The spook shook his head. “Some stuff about hydrogen cyanide,” he answered without looking up.
Garrett clenched his jaw. Delaney gone, LD3s missing, and the spook looked for chem intel. Doing his own thing as usual. Eager to jump through his phone to Delaney and Surge, Garrett looked down at his screen. A slow smile spread across his face. “The tracking signal reappeared. Northeast, Zim.”
The tires screeched as Zim steered around a car pulling out of an office parking lot in front of them.
He eyed his screen again for the tracker and stilled. “What . . . this can’t be right.” He frowned, watching Surge’s tracker sliding across the screen. Fast. Too fast. “The tracker is going nearly two hundred miles an hour now! Southwest.”
“That’s strange.” Zim squealed into a parking lot, spun the SUV around, and drove southwest.
“What is going on? It doesn’t make?—”
“Pull over,” Caldwell said.
“Are you insane? Those chems, not to mention Delaney?—”
“Nobody can catch a train going three hundred fifty KPH.” Caldwell held up his phone to show a picture. “She’s on Whoosh, the Indonesian bullet train they just extended all the way to Surabaya.”
“You sure?”
“Nothing else in Indonesia goes three hundred fifty kilometers an hour.”

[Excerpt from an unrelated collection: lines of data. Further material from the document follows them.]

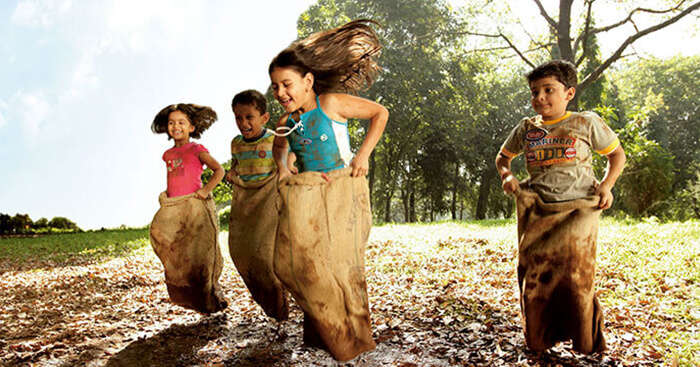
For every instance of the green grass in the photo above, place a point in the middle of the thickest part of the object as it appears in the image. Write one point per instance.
(84, 246)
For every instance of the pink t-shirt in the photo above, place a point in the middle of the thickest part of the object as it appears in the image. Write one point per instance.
(184, 169)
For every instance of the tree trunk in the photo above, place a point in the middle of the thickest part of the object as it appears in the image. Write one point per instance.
(453, 208)
(487, 177)
(412, 204)
(387, 207)
(564, 31)
(404, 200)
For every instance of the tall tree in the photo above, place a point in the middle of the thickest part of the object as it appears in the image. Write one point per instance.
(573, 46)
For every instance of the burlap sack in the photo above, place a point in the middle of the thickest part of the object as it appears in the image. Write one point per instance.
(184, 235)
(251, 242)
(556, 267)
(319, 256)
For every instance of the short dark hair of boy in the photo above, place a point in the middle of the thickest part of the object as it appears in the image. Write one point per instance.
(201, 117)
(250, 97)
(562, 70)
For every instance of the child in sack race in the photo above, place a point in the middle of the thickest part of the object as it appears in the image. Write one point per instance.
(255, 203)
(184, 231)
(558, 208)
(325, 217)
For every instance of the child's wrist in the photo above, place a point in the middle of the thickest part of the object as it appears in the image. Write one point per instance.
(506, 176)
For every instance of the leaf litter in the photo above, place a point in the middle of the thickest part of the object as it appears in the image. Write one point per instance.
(440, 295)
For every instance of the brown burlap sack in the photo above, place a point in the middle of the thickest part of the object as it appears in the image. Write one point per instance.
(324, 226)
(556, 267)
(184, 235)
(251, 242)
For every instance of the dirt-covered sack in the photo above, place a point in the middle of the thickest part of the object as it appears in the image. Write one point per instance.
(251, 242)
(184, 234)
(556, 267)
(320, 257)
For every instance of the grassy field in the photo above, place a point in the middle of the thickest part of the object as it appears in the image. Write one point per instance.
(440, 294)
(71, 247)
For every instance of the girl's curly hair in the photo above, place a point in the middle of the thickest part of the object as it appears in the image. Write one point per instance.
(201, 117)
(340, 59)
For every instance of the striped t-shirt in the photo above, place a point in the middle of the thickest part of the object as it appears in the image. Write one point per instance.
(253, 160)
(558, 153)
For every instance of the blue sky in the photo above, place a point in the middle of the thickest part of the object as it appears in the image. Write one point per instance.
(82, 80)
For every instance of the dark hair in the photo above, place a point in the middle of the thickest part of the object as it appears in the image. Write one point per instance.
(201, 117)
(562, 70)
(250, 97)
(340, 59)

“Augh!” Garrett banged the dash as he felt the SUV slow and pull to the curb.
A new problem to work. Garrett tapped fingers on the console. Delaney was with Surge. But they needed to find her now. It made sense that she’d followed the LD3s onto a bullet train.
“Wait. Passenger or freight train?”
“Freight,” Caldwell said, reading from his phone. “They started a freight bullet train once a week last month. With security, but otherwise, only freight. A piece of technology worth more than seven billion dollars.”
Garrett ground his teeth. The intel of that lone wolf Caldwell was . . . almost . . . perfect. He didn’t trust the man. Hated to trust him. But he had to. He twisted in his seat. “Can you reach out to Damocles?”